Long ago there was a Cherokee clan call the Ani-Tsa’kahl. One of the boys of this clan loved to spend all day in the woods. He began going every day, leaving at daybreak and staying until after dark. Finally, he wouldn’t even eat in his mother’s house. Long brown hair began to grow all over his body.
“I’m beginning to be different,” he said. “I can’t live here any longer. If you come with me, there will be plenty to eat, and you never have to work for it. But if you want to come, you must first fast seven days.”
His father and mother talked about it, then talked to the heads of the clan. They had a council and after everything had been said, they decided to go. So they fasted for seven days, and on the seventh day, they left their town with the boy leading the way.
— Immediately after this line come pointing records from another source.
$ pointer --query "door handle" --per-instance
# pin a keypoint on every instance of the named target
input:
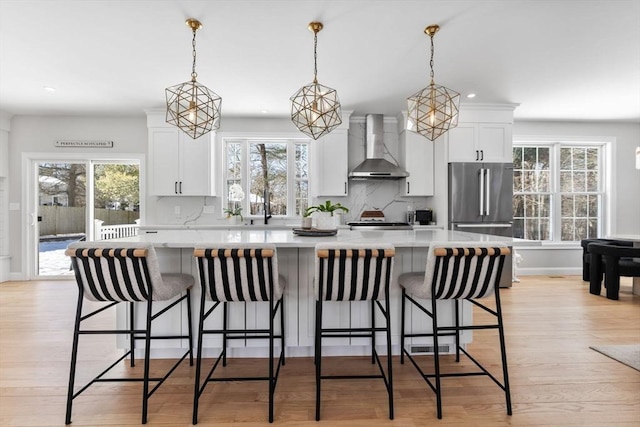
(487, 178)
(481, 191)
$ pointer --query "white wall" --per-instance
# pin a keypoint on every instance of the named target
(5, 128)
(38, 134)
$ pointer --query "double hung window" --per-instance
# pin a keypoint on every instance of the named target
(558, 190)
(273, 172)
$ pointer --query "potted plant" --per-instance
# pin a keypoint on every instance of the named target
(234, 213)
(324, 213)
(307, 221)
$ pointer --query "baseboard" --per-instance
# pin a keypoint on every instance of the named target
(546, 271)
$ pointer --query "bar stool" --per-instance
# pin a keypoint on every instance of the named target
(456, 271)
(352, 272)
(126, 273)
(237, 273)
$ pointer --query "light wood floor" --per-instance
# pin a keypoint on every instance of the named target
(550, 324)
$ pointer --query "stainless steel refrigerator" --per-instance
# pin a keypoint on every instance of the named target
(481, 201)
(481, 198)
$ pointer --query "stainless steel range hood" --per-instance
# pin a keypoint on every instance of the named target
(375, 166)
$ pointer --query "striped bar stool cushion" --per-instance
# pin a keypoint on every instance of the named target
(353, 272)
(458, 270)
(111, 271)
(237, 272)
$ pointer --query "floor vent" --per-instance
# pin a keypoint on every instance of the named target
(429, 349)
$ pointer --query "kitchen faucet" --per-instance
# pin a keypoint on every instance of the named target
(265, 206)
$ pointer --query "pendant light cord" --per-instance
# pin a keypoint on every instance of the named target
(315, 57)
(193, 68)
(431, 61)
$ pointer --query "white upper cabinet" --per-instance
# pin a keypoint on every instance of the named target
(416, 157)
(483, 134)
(179, 165)
(331, 152)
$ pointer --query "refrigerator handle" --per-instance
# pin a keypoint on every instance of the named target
(487, 177)
(481, 191)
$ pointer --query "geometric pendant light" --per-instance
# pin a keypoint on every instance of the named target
(315, 108)
(433, 110)
(191, 106)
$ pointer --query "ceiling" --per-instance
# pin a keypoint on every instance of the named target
(560, 60)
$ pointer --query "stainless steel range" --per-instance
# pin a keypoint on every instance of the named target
(379, 225)
(375, 220)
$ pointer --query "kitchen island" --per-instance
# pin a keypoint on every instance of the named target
(296, 259)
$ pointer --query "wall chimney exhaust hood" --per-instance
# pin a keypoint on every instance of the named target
(375, 166)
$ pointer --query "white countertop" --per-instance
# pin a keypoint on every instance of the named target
(284, 238)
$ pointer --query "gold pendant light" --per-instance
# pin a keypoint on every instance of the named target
(315, 109)
(191, 106)
(433, 110)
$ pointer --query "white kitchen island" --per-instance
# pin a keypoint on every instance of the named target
(296, 262)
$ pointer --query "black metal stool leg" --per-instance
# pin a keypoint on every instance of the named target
(402, 320)
(74, 358)
(318, 355)
(389, 356)
(373, 332)
(436, 357)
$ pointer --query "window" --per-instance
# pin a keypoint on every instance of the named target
(277, 169)
(558, 190)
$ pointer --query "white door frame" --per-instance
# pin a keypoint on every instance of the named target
(30, 198)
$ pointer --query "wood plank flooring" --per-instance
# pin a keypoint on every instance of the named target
(550, 323)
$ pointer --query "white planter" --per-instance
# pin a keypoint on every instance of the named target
(324, 221)
(307, 222)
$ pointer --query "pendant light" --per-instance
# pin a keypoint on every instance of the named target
(433, 110)
(191, 106)
(315, 109)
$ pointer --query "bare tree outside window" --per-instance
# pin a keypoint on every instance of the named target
(571, 212)
(280, 167)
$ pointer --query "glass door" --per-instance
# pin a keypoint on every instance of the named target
(82, 200)
(61, 214)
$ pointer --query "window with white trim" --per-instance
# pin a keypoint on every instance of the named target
(558, 190)
(278, 168)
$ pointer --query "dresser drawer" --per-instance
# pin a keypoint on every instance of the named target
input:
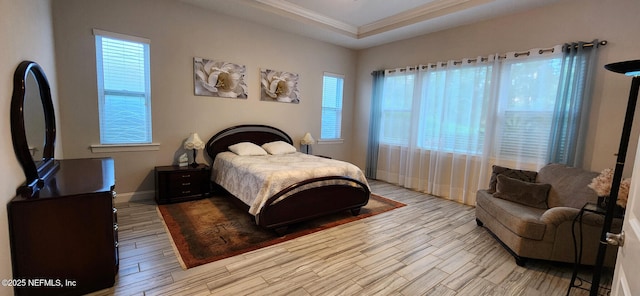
(175, 183)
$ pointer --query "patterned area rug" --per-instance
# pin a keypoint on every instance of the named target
(215, 228)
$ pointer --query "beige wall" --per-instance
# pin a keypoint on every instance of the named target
(179, 32)
(26, 34)
(570, 20)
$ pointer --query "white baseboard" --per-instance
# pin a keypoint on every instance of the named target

People in other towns heard about this and sent their headmen to persuade them to come back. They were going into the woods, and their bodies were already beginning to be covered with hair like animals because for seven days they had not taken human food and their nature was changing. They would not come back, but said,
“We are going where there is always plenty to eat. From now on we will be Yoni (Cherokee for Bear). When you are hungry, come into the woods and call us and we will give you our own flesh to eat so you can live. Don’t be afraid to kill us, because we will live always.”
They taught the messengers the songs to call them. The bear hunters have them still. When they finished teaching the songs, the Ani-Tsa’kahl turned away and the headmen turned back to their settlements. When the headmen turned back, they saw a group of bears going into the woods where the Ani-Tsa’kahl had been.